The minimum cut problem in an undirected and weighted graph $G$ is to find the minimum total weight of a set of edges whose removal disconnects $G$. We completely characterize the quantum query and time complexity of the minimum cut problem in the adjacency matrix model. If $G$ has $n$ vertices and edge weights at least $1$ and at most $\tau$, we give a quantum algorithm to solve the minimum cut problem using $\tilde O(n^{{3/2}\sqrt{\tau})$} queries and time. Moreover, for every integer $1 \le \tau \le n$ we give an example of a graph $G$ with edge weights $1$ and $\tau$ such that solving the minimum cut problem on $G$ requires $\Omega(n^{{3/2}\sqrt{\tau})$} many queries to the adjacency matrix of $G$. These results contrast with the classical randomized case where $\Omega(n^2)$ queries to the adjacency matrix are needed in the worst case even to decide if an unweighted graph is connected or not.

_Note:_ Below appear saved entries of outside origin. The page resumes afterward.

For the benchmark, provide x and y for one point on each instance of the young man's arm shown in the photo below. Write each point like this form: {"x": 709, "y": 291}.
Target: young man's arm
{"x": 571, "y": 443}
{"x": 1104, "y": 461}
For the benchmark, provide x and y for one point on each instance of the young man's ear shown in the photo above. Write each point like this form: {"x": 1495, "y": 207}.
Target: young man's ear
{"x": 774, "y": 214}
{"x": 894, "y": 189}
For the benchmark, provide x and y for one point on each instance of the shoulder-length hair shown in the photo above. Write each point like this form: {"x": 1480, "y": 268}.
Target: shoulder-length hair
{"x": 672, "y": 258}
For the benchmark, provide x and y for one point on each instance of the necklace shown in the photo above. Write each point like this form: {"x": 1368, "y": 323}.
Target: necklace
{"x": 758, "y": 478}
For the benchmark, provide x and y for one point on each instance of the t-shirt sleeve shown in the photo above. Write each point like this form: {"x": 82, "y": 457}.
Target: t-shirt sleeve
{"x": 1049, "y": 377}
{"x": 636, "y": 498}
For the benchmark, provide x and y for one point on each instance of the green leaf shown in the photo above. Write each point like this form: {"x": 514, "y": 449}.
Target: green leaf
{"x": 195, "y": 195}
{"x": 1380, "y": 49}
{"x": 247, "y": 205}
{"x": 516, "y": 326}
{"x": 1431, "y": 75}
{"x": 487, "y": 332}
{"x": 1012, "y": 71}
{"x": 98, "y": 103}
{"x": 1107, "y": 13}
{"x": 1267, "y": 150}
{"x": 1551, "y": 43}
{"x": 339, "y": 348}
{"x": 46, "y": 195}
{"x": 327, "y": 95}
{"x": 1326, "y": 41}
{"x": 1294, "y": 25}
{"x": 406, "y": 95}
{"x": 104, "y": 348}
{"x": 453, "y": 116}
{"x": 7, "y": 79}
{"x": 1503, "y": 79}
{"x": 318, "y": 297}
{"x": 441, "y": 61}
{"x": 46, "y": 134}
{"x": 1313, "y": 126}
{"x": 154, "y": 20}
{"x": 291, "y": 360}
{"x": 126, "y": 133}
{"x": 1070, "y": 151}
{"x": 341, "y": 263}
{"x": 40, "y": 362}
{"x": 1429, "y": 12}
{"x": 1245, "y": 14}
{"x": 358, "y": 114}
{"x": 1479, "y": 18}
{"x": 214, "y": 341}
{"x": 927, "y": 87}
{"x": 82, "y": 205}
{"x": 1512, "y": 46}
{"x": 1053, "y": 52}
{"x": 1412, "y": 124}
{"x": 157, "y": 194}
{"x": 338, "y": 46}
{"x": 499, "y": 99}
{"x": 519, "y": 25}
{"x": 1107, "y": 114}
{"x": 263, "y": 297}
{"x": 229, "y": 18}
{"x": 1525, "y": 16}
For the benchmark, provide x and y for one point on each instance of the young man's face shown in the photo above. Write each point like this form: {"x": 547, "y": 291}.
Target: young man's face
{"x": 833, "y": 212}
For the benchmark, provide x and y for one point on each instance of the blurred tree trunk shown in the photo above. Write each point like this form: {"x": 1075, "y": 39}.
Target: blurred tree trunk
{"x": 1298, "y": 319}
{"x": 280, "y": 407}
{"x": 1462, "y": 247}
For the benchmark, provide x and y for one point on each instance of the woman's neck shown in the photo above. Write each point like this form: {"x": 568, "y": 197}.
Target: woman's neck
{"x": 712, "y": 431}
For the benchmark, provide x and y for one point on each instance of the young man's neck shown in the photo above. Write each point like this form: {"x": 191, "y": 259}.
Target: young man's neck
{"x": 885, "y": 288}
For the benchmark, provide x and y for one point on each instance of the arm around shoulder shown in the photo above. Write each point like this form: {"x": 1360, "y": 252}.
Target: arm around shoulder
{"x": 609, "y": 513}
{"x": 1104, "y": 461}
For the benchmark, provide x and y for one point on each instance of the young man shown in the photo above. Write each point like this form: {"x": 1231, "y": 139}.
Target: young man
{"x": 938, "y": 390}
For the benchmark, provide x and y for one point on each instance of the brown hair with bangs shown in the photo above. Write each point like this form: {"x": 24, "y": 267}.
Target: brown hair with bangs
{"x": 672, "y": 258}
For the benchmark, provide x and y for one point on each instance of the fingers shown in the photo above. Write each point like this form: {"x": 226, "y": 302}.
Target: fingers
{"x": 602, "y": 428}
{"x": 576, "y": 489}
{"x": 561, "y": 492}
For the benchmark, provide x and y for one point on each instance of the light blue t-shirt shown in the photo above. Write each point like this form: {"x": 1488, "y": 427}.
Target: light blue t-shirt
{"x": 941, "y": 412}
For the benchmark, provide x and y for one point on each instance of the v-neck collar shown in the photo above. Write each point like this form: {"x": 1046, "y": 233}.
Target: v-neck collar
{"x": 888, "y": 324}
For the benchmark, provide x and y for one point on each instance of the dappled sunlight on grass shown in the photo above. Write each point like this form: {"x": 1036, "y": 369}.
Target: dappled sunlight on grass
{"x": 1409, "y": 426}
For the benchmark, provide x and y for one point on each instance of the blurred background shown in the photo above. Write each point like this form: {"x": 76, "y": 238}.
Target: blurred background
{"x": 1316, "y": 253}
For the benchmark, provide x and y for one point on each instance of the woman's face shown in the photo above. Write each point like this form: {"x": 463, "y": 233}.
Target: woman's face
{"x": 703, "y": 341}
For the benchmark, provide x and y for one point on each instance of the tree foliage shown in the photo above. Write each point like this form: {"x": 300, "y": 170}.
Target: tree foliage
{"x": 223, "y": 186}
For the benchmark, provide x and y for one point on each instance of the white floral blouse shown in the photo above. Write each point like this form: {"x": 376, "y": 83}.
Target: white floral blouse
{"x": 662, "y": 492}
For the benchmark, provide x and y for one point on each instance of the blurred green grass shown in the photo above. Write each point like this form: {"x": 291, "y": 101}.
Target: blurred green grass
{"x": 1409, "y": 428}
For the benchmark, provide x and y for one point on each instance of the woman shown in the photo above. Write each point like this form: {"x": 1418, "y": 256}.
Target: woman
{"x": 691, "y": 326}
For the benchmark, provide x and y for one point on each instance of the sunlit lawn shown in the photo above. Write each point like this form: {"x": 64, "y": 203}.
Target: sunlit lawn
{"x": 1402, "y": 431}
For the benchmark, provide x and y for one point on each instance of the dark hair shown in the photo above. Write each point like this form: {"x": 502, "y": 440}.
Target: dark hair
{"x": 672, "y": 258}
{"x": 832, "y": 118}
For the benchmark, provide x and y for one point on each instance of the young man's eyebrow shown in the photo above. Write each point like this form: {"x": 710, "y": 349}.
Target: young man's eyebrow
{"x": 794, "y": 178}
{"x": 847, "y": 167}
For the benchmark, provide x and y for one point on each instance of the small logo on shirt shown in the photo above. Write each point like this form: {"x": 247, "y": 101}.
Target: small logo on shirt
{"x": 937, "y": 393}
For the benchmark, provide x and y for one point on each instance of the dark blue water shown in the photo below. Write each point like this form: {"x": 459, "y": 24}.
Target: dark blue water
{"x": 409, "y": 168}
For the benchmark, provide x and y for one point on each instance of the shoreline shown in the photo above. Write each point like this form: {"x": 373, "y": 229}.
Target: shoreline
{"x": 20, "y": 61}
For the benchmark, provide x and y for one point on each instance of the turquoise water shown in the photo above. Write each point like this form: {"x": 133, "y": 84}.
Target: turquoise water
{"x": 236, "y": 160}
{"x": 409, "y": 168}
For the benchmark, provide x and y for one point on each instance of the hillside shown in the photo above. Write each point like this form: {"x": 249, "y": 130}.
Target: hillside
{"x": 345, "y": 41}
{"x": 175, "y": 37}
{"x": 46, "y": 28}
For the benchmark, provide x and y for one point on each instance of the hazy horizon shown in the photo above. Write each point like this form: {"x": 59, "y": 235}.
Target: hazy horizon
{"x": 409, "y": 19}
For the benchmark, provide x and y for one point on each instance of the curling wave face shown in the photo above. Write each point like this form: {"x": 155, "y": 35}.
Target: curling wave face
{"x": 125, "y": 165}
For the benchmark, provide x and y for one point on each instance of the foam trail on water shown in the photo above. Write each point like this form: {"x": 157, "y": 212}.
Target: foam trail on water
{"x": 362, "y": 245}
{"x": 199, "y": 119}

In the adjacency array model, when $G$ has $m$ edges the classical randomized complexity of the minimum cut problem is $\tilde \Theta(m)$. We show that the quantum query and time complexity are $\tilde O(\sqrt{mn\tau})$ and $\tilde O(\sqrt{mn\tau} + n^{3/2})$, respectively, where again the edge weights are between $1$ and $\tau$. For dense graphs we give lower bounds on the quantum query complexity of $\Omega(n^{3/2})$ for $\tau > 1$ and $\Omega(\tau n)$ for any $1 \leq \tau \leq n$. Our query algorithm uses a quantum algorithm for graph sparsification by Apers and de Wolf (FOCS 2020) and results on the structure of near-minimum cuts by Kawarabayashi and Thorup (STOC 2015) and Rubinstein, Schramm and Weinberg (ITCS 2018). Our time efficient implementation builds on Karger's tree packing technique (STOC 1996).